Tuesday, October 23, 2012

Picture Day Fiasco



On the last day of fall break I took the boys to the pumpkin patch.


I felt sick to my stomach.  

Mid-morning I was sifting through old emails when I came across a remainder that Tuesday is picture day.

Tuesday, as in today.

My heart dropped.  I failed to remember it was picture day and allowed my son to walk out of the house in…(well, I couldn’t even remember what).  If history is any indicator, I was extremely confident he did not walk out of the house dressed in his Sunday finest.  More than likely, he was outfitted in his normal school attire:  a ratty t-shirt coupled with a well-loved pair of sweatpants or faded blue jeans.

I immediately contemplated what his teachers thought when they scanned their room full of children.  I envisioned a sea of well-dressed fourth graders clad in pretty dresses, button-down shirts, and starched khaki pants.  I imagined the teachers' eyes stopped on Caleb and immediately murmured: “One of these things is not like the others!”  They probably internally tsked and thought, “What sort of loony parent outfits a child that way for picture day?”

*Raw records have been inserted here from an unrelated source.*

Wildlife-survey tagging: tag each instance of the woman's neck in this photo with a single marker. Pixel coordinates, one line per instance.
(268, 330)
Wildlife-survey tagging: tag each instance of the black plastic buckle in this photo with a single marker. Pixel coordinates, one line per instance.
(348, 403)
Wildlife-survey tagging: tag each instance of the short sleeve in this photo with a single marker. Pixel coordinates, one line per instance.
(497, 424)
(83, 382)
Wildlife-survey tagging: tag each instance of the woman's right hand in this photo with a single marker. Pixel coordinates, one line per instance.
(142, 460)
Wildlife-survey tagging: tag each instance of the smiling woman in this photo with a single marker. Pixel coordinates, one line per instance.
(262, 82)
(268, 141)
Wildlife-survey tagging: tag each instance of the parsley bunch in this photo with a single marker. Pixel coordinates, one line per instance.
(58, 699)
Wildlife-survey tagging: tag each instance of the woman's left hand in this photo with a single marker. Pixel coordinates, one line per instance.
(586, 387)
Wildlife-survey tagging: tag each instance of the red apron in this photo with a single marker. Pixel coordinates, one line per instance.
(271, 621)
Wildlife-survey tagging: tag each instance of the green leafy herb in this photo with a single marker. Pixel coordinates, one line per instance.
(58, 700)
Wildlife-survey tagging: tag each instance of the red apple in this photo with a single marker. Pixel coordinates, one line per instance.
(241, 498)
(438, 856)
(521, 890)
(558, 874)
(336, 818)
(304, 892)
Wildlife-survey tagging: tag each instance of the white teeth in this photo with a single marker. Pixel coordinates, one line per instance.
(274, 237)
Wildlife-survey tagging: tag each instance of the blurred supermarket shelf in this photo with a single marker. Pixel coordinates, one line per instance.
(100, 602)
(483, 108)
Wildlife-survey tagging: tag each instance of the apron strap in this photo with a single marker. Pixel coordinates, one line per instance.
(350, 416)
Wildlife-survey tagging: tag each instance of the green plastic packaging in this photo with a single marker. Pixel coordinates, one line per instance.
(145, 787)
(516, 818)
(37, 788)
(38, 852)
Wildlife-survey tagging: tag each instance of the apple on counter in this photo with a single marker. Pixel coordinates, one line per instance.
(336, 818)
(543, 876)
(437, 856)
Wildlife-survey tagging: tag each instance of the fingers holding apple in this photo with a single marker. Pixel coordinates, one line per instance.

I had my excuses all lined up.

For one thing, it was a busy morning.  It was pajamas day at my other boys' school.  That I remembered!  I spent my morning racing around ensuring all the pajamas were appropriate enough to be seen by an array of teachers and classmates.


I could also blame my son.  Surely, he was old enough to take some sort of responsibility.  Couldn't he remember some things!

But I mostly blamed myself.  Why wasn’t I more on top of it?  I can’t believe I let something that important slide under the radar?

I immediately shot the teacher an email with a request for my son to attend the makeup photo session.  She responded back quickly and positively to my request.

The makeup photo shoot makes it all better.  It's an opportunity to capture a new lovely photo and act as if the prior mistake never happened.

Wouldn't it be great if mom guilt was as easily erased!